For the next two years the brothers improved their designs. They set up the world's first test-flight facilities at Huffman Prairie, today the site of Wright Patterson Air Force Base. By the end of 1905, with Flyer 3 still including parts that looked as though they belonged on a bicycle, they were flying figure-eights over Huffman Prairie until their fuel ran out. They had solved the practical problems of flight.
By 1909, the Wright brothers had developed their first military flyer. Wilbur traveled to Europe and showed Europeans how to fly. (Follow this link to a movie of that event.) The Wright brothers' place as two of history's greatest inventors was assured.
Like Gutenberg before them, Wilbur and Orville Wright forever changed life, as human beings had known it. No longer did people live in a two-dimensional world. No longer did men fight battles only on land and on sea.
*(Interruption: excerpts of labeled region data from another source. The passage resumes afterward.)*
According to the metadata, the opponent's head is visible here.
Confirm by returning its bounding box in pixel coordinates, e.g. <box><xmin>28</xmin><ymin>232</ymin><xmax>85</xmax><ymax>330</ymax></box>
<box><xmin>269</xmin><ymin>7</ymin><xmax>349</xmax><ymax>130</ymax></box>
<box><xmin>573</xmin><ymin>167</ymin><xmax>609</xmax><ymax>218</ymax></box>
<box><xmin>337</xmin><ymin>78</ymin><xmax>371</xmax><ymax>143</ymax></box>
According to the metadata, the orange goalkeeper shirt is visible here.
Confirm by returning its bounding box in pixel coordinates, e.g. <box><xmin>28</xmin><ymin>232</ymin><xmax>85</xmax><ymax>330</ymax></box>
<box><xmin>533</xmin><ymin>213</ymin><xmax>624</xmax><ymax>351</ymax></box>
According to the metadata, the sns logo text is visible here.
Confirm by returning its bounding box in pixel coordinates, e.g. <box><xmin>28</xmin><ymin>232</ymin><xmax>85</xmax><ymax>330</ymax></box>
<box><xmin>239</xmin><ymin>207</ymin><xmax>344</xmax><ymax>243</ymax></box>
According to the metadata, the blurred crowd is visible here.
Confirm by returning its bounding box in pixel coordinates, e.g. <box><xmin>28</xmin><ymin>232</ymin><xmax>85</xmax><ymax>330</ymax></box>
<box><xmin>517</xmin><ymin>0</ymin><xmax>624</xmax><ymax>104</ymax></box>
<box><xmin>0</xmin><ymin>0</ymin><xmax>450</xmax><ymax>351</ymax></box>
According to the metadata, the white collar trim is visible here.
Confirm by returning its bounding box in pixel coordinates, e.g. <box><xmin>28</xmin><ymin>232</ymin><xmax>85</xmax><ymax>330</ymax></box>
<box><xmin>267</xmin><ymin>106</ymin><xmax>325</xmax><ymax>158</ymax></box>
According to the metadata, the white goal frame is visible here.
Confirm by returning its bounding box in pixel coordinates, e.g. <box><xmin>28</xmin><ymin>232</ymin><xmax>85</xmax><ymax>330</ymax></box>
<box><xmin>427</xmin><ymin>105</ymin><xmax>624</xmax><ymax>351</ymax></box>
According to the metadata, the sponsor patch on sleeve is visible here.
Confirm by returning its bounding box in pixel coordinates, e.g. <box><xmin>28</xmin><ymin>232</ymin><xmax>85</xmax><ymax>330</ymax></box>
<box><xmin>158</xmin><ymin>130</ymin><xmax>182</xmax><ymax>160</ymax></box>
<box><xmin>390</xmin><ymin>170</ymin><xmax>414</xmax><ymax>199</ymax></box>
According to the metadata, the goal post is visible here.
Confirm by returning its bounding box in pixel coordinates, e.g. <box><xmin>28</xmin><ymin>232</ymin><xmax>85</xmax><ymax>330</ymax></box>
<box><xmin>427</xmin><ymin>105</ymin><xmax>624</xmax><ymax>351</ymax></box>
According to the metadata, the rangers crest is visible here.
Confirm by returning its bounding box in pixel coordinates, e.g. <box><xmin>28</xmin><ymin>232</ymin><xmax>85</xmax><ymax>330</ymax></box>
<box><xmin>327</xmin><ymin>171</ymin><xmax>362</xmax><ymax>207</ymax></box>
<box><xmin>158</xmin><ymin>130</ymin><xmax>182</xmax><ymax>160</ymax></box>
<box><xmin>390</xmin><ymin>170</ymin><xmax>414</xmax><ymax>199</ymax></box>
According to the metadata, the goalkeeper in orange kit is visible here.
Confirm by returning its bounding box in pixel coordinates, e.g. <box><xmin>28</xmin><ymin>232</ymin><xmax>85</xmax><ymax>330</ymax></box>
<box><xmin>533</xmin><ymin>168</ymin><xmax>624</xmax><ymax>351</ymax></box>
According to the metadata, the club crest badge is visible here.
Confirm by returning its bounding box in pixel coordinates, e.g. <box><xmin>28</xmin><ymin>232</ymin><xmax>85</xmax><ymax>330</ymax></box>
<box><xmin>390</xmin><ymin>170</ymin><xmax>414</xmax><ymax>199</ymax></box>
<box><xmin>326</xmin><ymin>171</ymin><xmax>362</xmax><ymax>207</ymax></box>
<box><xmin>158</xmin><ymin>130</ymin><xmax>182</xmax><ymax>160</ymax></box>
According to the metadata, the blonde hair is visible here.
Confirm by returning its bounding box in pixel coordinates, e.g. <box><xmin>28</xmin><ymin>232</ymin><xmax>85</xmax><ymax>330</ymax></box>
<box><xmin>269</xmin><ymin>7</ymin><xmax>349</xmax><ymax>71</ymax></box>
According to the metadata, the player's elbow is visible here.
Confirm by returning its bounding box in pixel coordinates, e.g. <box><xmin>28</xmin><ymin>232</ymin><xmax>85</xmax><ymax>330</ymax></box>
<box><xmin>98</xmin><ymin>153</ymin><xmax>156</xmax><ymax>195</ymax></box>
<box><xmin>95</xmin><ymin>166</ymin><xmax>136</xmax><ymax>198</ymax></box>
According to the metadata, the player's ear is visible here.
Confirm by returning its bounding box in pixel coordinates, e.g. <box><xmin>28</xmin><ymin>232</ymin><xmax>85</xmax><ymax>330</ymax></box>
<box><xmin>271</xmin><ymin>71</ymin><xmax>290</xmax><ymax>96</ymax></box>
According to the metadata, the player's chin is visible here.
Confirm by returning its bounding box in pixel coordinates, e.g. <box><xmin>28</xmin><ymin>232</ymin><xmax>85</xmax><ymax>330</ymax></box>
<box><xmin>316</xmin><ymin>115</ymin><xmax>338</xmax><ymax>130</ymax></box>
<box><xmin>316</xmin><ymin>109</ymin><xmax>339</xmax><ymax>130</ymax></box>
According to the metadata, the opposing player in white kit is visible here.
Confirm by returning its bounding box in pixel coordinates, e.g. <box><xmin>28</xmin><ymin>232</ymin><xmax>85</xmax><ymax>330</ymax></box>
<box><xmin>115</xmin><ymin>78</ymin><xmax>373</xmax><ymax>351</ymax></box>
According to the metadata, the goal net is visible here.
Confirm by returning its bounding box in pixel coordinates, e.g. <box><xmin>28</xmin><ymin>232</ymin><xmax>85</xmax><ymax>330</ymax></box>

Following in the Wright Brothers' footsteps, Charles A. Lindbergh undertook a risky mission in May of 1927. In his small plane - called the "Spirit of St. Louis" - Lindbergh successfully attempted the world's first transatlantic flight.
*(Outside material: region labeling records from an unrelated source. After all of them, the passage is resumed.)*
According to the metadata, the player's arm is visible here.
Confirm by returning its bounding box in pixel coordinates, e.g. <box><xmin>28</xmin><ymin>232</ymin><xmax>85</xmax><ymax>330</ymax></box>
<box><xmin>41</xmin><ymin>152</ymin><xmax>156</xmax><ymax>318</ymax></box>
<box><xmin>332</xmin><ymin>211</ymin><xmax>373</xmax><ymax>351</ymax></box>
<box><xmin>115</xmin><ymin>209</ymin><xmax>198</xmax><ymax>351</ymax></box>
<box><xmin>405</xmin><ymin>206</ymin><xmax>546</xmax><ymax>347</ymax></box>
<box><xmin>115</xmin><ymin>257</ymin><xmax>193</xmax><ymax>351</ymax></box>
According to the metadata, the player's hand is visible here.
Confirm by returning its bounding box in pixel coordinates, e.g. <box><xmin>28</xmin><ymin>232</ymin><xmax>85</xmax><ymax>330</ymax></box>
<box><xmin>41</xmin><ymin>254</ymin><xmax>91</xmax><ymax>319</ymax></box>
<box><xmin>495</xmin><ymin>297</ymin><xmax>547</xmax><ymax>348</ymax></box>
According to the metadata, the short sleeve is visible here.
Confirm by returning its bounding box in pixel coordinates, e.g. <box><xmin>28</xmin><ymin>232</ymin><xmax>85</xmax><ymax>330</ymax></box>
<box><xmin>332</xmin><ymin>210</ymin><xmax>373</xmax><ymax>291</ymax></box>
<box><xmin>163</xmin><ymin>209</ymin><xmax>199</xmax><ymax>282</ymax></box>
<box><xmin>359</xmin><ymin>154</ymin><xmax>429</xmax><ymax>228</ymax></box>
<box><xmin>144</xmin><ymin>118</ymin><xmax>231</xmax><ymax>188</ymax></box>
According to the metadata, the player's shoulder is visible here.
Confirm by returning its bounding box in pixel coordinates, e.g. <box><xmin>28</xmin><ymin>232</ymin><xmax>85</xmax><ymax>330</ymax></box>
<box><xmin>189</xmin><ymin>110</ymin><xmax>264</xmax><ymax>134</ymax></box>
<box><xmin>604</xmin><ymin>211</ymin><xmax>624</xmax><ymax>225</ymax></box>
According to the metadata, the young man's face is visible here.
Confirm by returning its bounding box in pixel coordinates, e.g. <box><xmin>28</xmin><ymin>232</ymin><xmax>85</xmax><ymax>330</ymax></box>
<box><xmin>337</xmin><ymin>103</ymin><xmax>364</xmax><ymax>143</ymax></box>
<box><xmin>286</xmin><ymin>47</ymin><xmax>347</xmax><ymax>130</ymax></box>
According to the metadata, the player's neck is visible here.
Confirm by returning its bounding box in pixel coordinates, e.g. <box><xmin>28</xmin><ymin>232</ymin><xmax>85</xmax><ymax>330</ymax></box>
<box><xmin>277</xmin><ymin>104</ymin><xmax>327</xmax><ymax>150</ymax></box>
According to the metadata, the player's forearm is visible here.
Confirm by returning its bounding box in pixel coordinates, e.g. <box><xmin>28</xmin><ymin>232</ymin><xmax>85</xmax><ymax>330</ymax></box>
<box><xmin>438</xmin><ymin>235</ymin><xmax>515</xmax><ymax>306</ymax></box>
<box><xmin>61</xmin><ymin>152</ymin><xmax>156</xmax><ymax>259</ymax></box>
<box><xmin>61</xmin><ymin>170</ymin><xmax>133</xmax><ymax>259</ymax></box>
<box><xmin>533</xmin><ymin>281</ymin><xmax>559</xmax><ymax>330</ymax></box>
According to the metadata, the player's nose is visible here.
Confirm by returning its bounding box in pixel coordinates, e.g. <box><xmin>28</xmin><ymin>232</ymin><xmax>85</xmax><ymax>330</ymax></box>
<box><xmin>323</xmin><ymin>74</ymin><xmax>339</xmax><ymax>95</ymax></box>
Leaving Roosevelt Field (in Long Island, New York) at 7:52 AM on the 20th of May, 1927, "Lucky Lindy" touched-down at Le Bourget Field (in Paris) at 11:22 PM the next evening. A crowd of approximately 30,000 people was on hand to greet him.
The age of aviation - featuring flights between continents - had arrived 17½ years after the first powered flight at Kitty Hawk.
Five years to the day after Lindbergh's transatlantic journey, Amelia Earhart became the first female pilot to fly solo across the ocean. She left Harbour Grace, Newfoundland at dusk (on May 20, 1932) and landed at Culmore, Northern Ireland the next day.
She later explained the problems she experienced en route, including very bad weather and mechanical troubles.
Bad weather, accompanied by pilot error, caused many other famous crashes within the first half-century of regular flights. One such disaster - referred to as "The Day the Music Died" - occurred on February 3, 1959.
With a pilot who was not licensed to fly in instrument conditions at the yoke of a 1949 Beechcraft Bonanza, Model 35 (commonly referred to as a "V-Tail"), three "rock-n-roll" stars - Buddy Holly, Ritchie Valens and J.P. ("The Big Bopper") Richardson - died when their plane crashed soon-after takeoff.
Although the crash killed everyone onboard, the fully fueled plane did not burn. The Coroner's Report on the Crash - and the four individual Death Certificates - indicate that all four men died of massive trauma.
Decades later, in 2007, Dr. Bill Bass examined Richardson's exhumed body. He found the Bopper was remarkably well-preserved and that he had sustained at least 200 bone fractures, "from the top of his head to the bottom of his feet."